遠くへ行ってしまう内田芳夫先生
五月二十日に、鹿児島で三十年もの間お世話になった内田芳夫先生がお亡くなりになりました。心からご冥福をお祈りいたします。享年七十九歳でした。
どんぐり園として幼稚園を始めた三十年前から、今日のどんぐり自然学校に至るまでの間ずっと変わらず理事であられたことでお付き合いを持たせていただきました。どんぐり園は内田ご夫妻が鹿児島の吉野に建てられた家の一階を使わせていただくことで開園できたものでした。ご家族は二階にお住まいにならなられていました。その敷地の中に太い、樹齢を重ねたどんぐりの実の成る椎の木があったことが、「どんぐり」という名前の由来になっています。そこではヤギが飼われ、内田先生は出勤前に必ずヤギのごんちゃんに餌をやっていたので、それを見たどんぐり園の子どもたちは、内田先生はごんちゃんとお父さんとして親しまれていました。

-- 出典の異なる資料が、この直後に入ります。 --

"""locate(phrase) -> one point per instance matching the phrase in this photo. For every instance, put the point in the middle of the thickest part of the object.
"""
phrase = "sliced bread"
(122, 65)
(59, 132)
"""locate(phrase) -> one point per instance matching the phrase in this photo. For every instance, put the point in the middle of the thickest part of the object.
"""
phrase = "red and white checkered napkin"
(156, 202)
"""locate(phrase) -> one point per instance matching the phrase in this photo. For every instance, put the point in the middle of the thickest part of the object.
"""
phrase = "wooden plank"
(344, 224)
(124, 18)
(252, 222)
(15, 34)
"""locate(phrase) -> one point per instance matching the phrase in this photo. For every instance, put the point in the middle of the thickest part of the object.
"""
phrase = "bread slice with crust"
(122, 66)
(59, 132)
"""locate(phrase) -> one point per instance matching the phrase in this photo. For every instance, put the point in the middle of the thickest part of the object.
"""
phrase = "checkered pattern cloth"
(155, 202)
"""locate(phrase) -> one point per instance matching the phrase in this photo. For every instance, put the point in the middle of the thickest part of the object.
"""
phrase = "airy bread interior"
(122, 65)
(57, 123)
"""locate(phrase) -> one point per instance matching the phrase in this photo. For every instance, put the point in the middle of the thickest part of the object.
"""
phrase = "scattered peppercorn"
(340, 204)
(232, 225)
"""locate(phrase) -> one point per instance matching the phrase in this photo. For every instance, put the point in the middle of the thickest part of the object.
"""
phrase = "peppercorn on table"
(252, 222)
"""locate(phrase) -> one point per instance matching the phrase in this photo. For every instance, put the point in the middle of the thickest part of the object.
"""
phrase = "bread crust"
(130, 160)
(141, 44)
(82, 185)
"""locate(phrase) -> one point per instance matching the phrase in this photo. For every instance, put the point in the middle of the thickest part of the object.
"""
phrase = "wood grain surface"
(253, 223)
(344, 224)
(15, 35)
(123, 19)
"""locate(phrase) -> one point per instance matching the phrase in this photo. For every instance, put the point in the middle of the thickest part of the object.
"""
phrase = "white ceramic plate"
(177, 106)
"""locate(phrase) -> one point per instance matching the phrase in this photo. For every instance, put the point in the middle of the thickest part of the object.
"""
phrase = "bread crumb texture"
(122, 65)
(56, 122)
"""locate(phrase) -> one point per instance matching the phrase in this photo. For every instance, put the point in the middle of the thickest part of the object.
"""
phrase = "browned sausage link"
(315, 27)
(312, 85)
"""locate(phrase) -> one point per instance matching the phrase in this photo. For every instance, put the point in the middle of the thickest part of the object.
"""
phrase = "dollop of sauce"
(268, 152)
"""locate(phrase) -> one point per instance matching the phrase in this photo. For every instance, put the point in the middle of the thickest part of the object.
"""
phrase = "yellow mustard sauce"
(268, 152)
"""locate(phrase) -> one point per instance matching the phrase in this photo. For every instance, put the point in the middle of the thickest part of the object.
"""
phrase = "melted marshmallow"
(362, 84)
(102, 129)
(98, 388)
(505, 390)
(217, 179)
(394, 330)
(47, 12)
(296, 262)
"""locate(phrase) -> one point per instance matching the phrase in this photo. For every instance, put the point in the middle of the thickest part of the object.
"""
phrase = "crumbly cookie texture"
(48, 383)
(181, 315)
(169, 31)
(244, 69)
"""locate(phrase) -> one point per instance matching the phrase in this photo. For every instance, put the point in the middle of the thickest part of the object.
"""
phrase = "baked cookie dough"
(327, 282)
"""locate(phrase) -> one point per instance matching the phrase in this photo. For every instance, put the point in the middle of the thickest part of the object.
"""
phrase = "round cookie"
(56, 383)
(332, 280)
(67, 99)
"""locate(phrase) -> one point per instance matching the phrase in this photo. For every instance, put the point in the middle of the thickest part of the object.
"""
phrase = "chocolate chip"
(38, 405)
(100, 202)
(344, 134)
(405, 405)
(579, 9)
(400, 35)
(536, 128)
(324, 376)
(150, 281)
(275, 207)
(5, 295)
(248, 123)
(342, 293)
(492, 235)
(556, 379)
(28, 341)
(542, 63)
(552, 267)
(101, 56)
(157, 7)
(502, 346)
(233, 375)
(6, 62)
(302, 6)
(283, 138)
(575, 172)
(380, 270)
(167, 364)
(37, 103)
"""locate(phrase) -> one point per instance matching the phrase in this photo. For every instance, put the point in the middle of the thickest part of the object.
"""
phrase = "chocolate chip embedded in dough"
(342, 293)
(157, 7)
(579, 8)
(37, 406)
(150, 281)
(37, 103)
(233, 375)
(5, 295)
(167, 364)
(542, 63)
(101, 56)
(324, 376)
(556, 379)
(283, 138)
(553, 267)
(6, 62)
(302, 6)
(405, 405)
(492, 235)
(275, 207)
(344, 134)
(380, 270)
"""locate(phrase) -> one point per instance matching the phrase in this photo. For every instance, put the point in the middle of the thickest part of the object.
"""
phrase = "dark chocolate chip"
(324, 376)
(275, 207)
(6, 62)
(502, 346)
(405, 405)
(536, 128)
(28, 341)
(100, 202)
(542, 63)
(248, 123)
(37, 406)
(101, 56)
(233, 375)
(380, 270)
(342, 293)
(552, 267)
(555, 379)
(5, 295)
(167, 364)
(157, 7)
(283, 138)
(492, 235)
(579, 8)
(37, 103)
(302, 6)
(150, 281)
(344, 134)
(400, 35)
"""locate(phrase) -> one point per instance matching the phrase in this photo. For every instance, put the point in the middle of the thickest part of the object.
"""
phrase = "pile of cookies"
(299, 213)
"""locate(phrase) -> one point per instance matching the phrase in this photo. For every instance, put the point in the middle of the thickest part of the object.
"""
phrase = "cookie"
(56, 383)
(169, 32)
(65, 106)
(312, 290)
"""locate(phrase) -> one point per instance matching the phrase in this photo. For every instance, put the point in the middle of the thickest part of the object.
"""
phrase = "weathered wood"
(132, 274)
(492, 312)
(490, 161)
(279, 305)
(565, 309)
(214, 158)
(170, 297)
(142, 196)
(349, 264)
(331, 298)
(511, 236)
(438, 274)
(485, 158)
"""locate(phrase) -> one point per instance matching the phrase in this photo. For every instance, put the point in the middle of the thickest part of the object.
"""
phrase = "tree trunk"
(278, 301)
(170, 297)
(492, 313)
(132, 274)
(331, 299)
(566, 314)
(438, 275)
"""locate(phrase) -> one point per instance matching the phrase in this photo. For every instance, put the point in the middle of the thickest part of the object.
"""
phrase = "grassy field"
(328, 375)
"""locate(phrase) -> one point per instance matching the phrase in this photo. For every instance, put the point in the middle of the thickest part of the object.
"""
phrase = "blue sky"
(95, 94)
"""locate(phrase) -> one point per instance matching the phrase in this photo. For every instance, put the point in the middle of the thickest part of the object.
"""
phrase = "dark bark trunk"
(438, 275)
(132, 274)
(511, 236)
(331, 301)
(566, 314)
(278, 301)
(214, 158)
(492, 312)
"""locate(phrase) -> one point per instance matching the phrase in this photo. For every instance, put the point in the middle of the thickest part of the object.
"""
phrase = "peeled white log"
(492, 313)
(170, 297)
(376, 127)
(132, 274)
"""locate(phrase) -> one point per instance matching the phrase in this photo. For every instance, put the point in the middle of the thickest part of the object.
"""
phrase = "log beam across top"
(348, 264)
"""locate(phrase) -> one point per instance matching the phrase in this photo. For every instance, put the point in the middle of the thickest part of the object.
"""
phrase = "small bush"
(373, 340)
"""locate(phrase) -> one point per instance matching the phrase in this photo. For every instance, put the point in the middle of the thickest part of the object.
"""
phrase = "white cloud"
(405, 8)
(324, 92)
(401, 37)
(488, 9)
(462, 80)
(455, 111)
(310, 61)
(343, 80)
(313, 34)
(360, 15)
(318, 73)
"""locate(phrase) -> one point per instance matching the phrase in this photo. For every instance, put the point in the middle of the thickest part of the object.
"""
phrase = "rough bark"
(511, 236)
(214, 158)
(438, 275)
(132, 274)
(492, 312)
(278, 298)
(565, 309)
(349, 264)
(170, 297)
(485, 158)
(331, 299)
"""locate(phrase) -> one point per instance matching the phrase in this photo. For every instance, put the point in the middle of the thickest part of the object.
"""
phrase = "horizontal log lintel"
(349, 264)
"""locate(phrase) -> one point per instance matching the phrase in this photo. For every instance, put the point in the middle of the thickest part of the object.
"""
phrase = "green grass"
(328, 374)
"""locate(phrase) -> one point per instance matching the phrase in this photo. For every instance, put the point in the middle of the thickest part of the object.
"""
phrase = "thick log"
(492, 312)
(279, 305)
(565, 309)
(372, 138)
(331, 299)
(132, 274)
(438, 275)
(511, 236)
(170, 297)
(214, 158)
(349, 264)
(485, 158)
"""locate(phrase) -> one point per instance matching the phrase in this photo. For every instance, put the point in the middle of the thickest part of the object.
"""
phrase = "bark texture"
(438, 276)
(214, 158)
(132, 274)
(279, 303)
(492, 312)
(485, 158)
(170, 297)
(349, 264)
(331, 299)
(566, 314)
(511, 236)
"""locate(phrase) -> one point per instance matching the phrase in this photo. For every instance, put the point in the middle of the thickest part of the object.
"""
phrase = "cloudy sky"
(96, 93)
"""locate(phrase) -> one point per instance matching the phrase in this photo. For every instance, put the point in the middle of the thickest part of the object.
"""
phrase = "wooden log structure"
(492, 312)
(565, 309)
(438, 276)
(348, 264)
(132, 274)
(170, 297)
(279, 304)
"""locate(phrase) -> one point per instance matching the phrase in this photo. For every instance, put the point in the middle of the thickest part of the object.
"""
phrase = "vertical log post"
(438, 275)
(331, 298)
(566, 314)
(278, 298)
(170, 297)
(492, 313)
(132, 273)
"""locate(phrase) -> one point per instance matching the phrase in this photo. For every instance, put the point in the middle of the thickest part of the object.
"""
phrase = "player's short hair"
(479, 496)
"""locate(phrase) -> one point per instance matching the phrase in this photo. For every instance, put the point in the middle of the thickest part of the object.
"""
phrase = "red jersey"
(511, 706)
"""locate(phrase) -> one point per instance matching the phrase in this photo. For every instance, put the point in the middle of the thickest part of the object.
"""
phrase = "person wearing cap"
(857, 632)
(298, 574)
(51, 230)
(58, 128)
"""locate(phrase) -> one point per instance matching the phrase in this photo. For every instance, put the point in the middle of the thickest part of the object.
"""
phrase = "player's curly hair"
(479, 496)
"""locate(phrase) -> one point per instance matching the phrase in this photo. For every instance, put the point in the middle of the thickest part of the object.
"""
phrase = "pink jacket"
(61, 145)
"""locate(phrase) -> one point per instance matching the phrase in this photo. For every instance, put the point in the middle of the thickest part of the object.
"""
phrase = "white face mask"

今から二十年前にどんぐり園のために作った圓歌の詩の中ではヤギのことが歌われているのですが、歌を作っているときにはどんぐりの大木のイメージと、吉野から見える桜島の姿と同じくらいヤギの存在を意識していましたから、内田先生はその演歌の中核にいらっしゃったのでした。園歌は今でもさまざまな場面で、その後に付けられた振り付けを交えて歌われつつけています。これからも歌い続けられると思うので、内田先生はその歌が歌われるたびに、ヤギの姿と一緒に歌う子どもたち、先生たち、親御さんたちの心のなかに登場し続けることになるようです。
二十三日が告別式でした。日本時間で11時、ドイツの時間では朝の四時でしたから早起きをしました。その時間に合わせて、気持ちだけでも日本での告別式に参列したかったからです。三十分ほど黙祷してからライアーを弾きました。その時に窓の方を見ると、先ほどまで雲に覆われていた東の空はうっすらと雲がたなびいているだけで、夜明けが近いことを告げる赤みを帯びた色に変わっていて、そこにはなんと上弦の月と明けの明星と言われる金星がほぼ並んで地平線の上に輝いていたのでした。美しい朝の空の中で内田先生は昇天されたのだと感動していました。
内田先生とは一年に一度お目にかかるという間柄でしたが、三十年の間毎年お目にかかって、心を通わせていると、親しい間柄に変わってしまうものです。お目にかかっても長くお話をすることはなく、短い言葉でお互いに再会を喜びを交わすほどなのですが、その短いやり取りの中に幾重にも重なった思いが感じとられるのでした。私の講演の後には必ずお声をかけてくださって、これまた短い感想を述べられるのですが、この短さがたまらなく味わい深く、毎回励まされたものでした。
鹿児島大学で難聴の問題を扱われていた先生でしたので、その関連でも大きな力を発揮され活動されていたため、お別れには沢山の弔問の方がいらっしゃっていたと自然学校の先生から報告をいただきました。
三十年を振り返ると、この間いつも先生の大きな愛によって、どんぐり園も、どんぐり自然学校も包まれ、支えられていたことがくっきりと見えてきます。内田先生の決して表に出てこない謙虚なお力添えは、これからもどんぐりに関わる人々の心の中で静かに、力強く生き続けどんぐり発展を支えてくれることと信じております。